INRA, UMR598, Génétique Animale, IFR140 GFAS, 35000 Rennes, France.
BMC Genomics. 2011 Nov 21;12:567. doi: 10.1186/1471-2164-12-567.
Integrative genomics approaches that combine genotyping and transcriptome profiling in segregating populations have been developed to dissect complex traits. The most common approach is to identify genes whose eQTL colocalize with QTL of interest, providing new functional hypothesis about the causative mutation. Another approach includes defining subtypes for a complex trait using transcriptome profiles and then performing QTL mapping using some of these subtypes. This approach can refine some QTL and reveal new ones.In this paper we introduce Factor Analysis for Multiple Testing (FAMT) to define subtypes more accurately and reveal interaction between QTL affecting the same trait. The data used concern hepatic transcriptome profiles for 45 half sib male chicken of a sire known to be heterozygous for a QTL affecting abdominal fatness (AF) on chromosome 5 distal region around 168 cM.

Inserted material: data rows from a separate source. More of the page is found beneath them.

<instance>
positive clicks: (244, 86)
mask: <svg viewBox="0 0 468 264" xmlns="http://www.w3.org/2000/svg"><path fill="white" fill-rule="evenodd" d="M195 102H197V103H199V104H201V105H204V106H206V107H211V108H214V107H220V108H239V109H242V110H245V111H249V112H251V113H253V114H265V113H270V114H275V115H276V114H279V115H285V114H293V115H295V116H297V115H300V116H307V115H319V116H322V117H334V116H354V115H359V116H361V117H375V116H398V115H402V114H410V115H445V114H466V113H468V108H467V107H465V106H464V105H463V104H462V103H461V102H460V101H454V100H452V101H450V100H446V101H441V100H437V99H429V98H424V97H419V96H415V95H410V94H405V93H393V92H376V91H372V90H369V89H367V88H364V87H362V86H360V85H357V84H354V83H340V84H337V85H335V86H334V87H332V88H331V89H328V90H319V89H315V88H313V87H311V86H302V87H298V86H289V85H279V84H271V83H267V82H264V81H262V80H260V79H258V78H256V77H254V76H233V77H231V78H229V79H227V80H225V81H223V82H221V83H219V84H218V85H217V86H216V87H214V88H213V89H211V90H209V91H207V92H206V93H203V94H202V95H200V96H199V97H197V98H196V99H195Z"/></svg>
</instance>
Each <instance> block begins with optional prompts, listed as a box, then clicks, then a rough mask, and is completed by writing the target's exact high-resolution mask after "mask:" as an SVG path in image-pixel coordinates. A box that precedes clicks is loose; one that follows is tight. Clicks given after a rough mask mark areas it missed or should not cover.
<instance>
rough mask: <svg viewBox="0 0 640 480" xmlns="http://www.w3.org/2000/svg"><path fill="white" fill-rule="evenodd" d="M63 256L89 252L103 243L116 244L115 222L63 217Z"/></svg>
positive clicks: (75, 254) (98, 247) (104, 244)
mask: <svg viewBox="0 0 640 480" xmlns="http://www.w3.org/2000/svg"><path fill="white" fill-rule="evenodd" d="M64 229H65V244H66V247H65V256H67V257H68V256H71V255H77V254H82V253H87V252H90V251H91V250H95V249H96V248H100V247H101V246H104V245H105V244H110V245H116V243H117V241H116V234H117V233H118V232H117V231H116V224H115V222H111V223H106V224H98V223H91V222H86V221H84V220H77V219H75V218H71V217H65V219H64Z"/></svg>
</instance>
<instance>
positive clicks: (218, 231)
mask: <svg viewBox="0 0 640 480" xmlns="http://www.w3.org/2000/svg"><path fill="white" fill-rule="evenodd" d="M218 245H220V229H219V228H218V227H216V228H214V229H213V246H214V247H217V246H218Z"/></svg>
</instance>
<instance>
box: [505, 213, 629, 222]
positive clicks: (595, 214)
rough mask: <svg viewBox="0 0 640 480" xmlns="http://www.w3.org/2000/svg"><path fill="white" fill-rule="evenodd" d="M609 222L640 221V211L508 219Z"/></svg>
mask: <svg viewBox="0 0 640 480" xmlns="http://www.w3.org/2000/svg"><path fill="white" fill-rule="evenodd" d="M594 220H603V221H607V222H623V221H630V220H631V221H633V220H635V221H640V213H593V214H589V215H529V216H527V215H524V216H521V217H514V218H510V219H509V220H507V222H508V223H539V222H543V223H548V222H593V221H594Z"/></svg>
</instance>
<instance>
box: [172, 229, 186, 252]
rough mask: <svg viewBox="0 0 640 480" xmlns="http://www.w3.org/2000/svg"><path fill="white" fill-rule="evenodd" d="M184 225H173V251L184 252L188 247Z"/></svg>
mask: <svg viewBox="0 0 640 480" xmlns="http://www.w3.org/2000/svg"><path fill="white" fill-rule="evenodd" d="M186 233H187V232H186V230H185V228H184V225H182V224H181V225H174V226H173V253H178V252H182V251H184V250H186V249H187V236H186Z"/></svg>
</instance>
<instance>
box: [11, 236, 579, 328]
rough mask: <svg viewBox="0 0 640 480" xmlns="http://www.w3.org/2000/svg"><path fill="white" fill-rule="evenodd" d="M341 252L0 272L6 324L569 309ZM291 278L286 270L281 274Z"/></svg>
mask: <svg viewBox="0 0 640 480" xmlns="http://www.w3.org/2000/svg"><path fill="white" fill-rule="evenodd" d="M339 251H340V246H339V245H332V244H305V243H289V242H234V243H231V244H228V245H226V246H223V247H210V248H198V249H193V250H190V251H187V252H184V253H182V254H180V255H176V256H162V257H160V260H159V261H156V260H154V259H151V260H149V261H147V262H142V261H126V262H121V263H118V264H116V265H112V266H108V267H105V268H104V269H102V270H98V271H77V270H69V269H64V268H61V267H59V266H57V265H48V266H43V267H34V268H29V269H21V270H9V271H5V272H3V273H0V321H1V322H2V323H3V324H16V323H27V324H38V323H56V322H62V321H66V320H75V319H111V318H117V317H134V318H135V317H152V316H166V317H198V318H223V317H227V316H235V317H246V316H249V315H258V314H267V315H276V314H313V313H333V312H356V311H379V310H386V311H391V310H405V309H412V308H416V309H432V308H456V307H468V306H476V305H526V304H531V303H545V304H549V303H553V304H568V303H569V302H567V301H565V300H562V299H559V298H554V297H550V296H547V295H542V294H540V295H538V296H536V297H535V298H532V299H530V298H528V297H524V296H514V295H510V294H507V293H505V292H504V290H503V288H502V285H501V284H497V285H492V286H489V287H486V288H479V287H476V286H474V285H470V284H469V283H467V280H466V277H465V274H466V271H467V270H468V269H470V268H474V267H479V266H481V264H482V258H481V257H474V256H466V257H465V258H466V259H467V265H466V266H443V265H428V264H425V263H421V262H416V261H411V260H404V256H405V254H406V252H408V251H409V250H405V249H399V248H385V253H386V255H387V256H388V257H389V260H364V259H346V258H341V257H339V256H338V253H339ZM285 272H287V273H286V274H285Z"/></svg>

Using this methodology which accounts for hidden dependence structure among phenotypes, we identified 688 genes that are significantly correlated to the AF trait and we distinguished 5 subtypes for AF trait, which are not observed with gene lists obtained by classical approaches. After exclusion of one of the two lean bird subtypes, linkage analysis revealed a previously undetected QTL on chromosome 5 around 100 cM. Interestingly, the animals of this subtype presented the same q paternal haplotype at the 168 cM QTL. This result strongly suggests that the two QTL are in interaction. In other words, the "q configuration" at the 168 cM QTL could hide the QTL existence in the proximal region at 100 cM. We further show that the proximal QTL interacts with the previous one detected on the chromosome 5 distal region.
Our results demonstrate that stratifying genetic population by molecular phenotypes followed by QTL analysis on various subtypes can lead to identification of novel and interacting QTL.
将分离群体中的基因分型和转录组谱分析相结合的综合基因组学方法已被开发用于剖析复杂性状。最常见的方法是鉴定与感兴趣的 QTL 共定位的基因,为致病突变提供新的功能假说。另一种方法包括使用转录组谱定义复杂性状的亚型,然后使用其中一些亚型进行 QTL 映射。这种方法可以细化一些 QTL 并揭示新的 QTL。在本文中,我们引入了多重测试因子分析 (FAMT),以更准确地定义亚型并揭示影响同一性状的 QTL 之间的相互作用。所使用的数据涉及 45 只半同胞雄性鸡的肝转录组谱,这些鸡的父本已知在染色体 5 远端区域约 168 cM 处存在影响腹部肥胖 (AF) 的 QTL 杂合。
使用这种方法可以解释表型之间隐藏的依赖结构,我们鉴定了与 AF 性状显著相关的 688 个基因,并区分了 5 种 AF 性状亚型,这些亚型不能通过经典方法获得的基因列表来观察到。在排除两种瘦禽亚型之一后,连锁分析显示在染色体 5 约 100 cM 处存在一个先前未检测到的 QTL。有趣的是,该亚型的动物在 168 cM QTL 处具有相同的 q 父系单倍型。这一结果强烈表明这两个 QTL 存在相互作用。换句话说,168 cM QTL 处的“q 构型”可能隐藏了在 100 cM 近侧区域存在的 QTL。我们进一步表明,近端 QTL 与先前在染色体 5 远端区域检测到的 QTL 相互作用。
我们的结果表明,通过分子表型对遗传群体进行分层,然后对各种亚型进行 QTL 分析,可以识别出新的和相互作用的 QTL。